Shining some well-deserved light on a generation that we too often ignore

    Tender: Fire Birds is a JFF highlight
    Tender: Fire Birds is a JFF highlight

    Amir Wolf's Fire Birds, which premieres at the UK Jewish Film Festival next month, shines some well-deserved light on a generation that we too often ignore.

    After the body of Amikom, an 80-year-old Israeli man, is found with three stab wounds and a mysterious tattoo, police detective Amnon reluctantly takes on the case. Fire Birds entwines the final months of Amikom's life, filled with loneliness, sexual desire and a desperate need to feel part of a group; all emotions that are felt just as intensely by younger generations. Yet, rather than screaming and shouting about their problems, the older characters choose to approach their woes with elegance, strength and a sense of humour.

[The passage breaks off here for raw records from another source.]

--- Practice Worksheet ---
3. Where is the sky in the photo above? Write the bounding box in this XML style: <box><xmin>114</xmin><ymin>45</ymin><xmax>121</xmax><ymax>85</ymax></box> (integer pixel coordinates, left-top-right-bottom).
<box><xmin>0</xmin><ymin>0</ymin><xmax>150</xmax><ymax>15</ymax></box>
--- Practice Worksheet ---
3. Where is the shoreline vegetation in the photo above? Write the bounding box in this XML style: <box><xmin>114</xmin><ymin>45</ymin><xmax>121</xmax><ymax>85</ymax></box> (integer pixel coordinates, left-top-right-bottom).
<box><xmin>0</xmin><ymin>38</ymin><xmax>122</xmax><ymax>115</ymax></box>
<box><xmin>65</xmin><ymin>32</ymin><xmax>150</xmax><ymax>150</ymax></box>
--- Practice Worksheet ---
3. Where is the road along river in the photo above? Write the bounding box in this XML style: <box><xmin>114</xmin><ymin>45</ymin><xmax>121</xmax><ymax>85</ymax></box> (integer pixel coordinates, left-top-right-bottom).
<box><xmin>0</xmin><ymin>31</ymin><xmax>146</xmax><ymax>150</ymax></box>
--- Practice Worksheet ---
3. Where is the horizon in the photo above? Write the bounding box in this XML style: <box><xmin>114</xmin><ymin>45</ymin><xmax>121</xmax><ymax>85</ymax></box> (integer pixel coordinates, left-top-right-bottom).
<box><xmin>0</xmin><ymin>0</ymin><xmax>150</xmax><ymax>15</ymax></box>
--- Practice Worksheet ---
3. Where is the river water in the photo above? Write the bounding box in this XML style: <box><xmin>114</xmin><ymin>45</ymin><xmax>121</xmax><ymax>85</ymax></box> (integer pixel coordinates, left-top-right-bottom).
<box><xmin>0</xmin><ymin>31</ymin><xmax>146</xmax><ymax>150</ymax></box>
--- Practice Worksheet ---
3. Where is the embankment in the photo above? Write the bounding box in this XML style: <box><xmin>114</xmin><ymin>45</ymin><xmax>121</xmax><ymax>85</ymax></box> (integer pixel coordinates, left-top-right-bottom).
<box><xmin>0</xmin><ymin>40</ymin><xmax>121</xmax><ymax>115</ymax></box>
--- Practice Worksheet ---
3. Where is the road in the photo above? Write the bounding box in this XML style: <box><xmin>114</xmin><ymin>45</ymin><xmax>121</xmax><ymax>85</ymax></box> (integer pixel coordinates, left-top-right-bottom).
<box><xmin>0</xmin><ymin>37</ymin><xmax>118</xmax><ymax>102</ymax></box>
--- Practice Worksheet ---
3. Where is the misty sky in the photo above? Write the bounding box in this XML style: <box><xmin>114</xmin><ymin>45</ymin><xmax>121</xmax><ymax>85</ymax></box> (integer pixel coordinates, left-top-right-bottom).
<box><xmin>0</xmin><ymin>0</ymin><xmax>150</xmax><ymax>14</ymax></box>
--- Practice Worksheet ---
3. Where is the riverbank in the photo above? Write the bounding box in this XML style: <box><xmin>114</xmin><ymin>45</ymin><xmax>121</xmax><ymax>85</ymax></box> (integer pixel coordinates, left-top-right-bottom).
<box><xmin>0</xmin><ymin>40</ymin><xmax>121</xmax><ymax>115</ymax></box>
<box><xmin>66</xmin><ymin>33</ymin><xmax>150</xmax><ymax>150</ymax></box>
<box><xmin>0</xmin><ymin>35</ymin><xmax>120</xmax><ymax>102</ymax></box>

    At a time when much media coverage about old people is negative and fewer interesting roles are on offer for the that generation, it is no surprise that Wolf's refreshing screenplay managed to secure some of the most respected stars of Israeli stage and screen. Wolf explains: ''I grew up with old actors. I spent my youth watching all the old Hollywood films, studying everything they did. They have years on their shoulders which means years of experience and stories, we need to listen to those experiences with open ears and cherish them rather than merely forget.''

    In fact, 80-year old Oded Teomi, who plays leading man Amikom, has become one of Wolf's closest friends since completing the film. He explains, ''I've learnt that whether you are an 80-year old man, like Oded or a 30-something like me, nothing changes: desires, fears, confusion, they are felt just as strongly. So age is just a number - that's all."

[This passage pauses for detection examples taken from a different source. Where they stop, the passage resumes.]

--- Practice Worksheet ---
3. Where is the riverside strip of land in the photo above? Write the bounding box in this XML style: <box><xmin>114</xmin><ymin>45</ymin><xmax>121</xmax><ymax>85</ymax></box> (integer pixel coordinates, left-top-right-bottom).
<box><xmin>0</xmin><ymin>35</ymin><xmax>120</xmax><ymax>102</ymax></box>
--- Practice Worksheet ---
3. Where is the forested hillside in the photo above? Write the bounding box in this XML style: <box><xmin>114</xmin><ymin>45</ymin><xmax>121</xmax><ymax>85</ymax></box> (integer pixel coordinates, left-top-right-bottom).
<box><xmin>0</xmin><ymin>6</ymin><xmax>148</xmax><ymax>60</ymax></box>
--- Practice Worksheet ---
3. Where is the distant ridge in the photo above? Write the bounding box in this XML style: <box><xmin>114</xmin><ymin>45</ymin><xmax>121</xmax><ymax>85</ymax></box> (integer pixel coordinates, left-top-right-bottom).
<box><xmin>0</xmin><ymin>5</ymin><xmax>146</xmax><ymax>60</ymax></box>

    Wolf is keen to stress that Fire Birds is not a Holocaust film, yet the group of society that he has chosen to focus on is a particularly special sector, they are the remaining survivors; the last of their kind. ''The Holocaust cannot be escaped within Israel, even by someone from the third-generation, it is a scab that is truly prevalent within the Israeli ethos.''

    Instead of focusing on the tragic pasts of these characters' lives, Wolf introduces a group who have used their later years to find success, humour and a general zest for life. They continue to live within the romantic world of the Europe they remember pre-Holocaust. They dance the waltz, converse in Yiddish while indulging in Stollen and apple strudel. The characters find solace in the past while the world changes so rapidly around them. "The Europe they pine for is what keeps them happy. It may have never existed and it definitely is not a part of Israel today but it is what connects them as a group."

    Amikom is not part of the survivors club, he is an outsider pining to fit in. Wolf cleverly fuses comedy with his tragic quest to become part of, as one of the characters puts it, ''the most horrible club in the world.'' His desperation for friendship and acceptance is heart-breaking yet also recognisable; to feel accepted, appreciated and, perhaps most importantly, desired.

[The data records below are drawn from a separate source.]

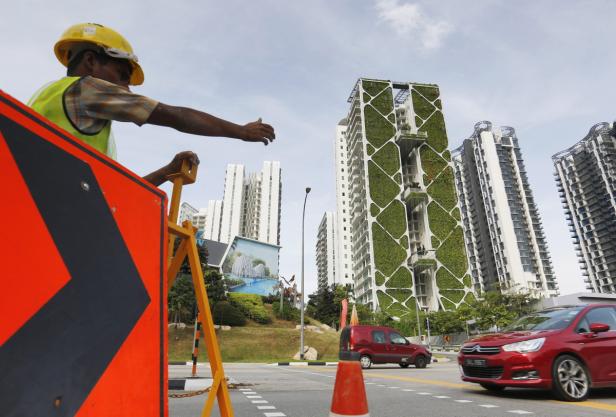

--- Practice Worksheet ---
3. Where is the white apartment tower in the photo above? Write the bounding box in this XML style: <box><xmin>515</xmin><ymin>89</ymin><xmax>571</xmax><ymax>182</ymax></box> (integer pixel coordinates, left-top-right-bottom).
<box><xmin>316</xmin><ymin>211</ymin><xmax>340</xmax><ymax>287</ymax></box>
<box><xmin>333</xmin><ymin>119</ymin><xmax>355</xmax><ymax>285</ymax></box>
<box><xmin>552</xmin><ymin>123</ymin><xmax>616</xmax><ymax>293</ymax></box>
<box><xmin>219</xmin><ymin>161</ymin><xmax>282</xmax><ymax>245</ymax></box>
<box><xmin>199</xmin><ymin>200</ymin><xmax>222</xmax><ymax>241</ymax></box>
<box><xmin>452</xmin><ymin>121</ymin><xmax>558</xmax><ymax>297</ymax></box>
<box><xmin>220</xmin><ymin>164</ymin><xmax>244</xmax><ymax>243</ymax></box>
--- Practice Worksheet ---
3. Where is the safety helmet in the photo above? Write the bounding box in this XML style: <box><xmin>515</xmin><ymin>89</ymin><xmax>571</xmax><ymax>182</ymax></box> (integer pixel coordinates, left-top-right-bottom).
<box><xmin>54</xmin><ymin>23</ymin><xmax>143</xmax><ymax>85</ymax></box>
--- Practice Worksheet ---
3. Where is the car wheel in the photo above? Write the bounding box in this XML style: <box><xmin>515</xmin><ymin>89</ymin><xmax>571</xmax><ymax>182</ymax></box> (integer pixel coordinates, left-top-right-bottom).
<box><xmin>415</xmin><ymin>355</ymin><xmax>428</xmax><ymax>369</ymax></box>
<box><xmin>552</xmin><ymin>355</ymin><xmax>590</xmax><ymax>401</ymax></box>
<box><xmin>359</xmin><ymin>355</ymin><xmax>372</xmax><ymax>369</ymax></box>
<box><xmin>479</xmin><ymin>384</ymin><xmax>505</xmax><ymax>392</ymax></box>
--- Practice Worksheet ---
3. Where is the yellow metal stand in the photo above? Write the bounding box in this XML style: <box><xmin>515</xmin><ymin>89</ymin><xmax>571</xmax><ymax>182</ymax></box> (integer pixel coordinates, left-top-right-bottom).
<box><xmin>167</xmin><ymin>161</ymin><xmax>233</xmax><ymax>417</ymax></box>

    Wolf's appreciation for his elders has not only been shown in fiction. After receiving funding from the Israeli film fund, the first person he recruited was his father, Itzhak Wolf. ''My father was my first cinema teacher; he is the ultimate film buff.'' Itzhak was raised by strict Polish parents, which meant that he was not allowed to follow his dreams of pursuing a career in film. Instead, he became a lawyer and it was only in his mid-50s that he decided to advance his passion and went to Tel Aviv University to study film. He showed great promise but financial struggles ensued causing him to give up on his dream. Wolf explains, ''as soon as I had the chance to follow my dream, my father's involvement was inevitable.''

    With his father at his side, Wolf has created a heartwarming, honest and comic film.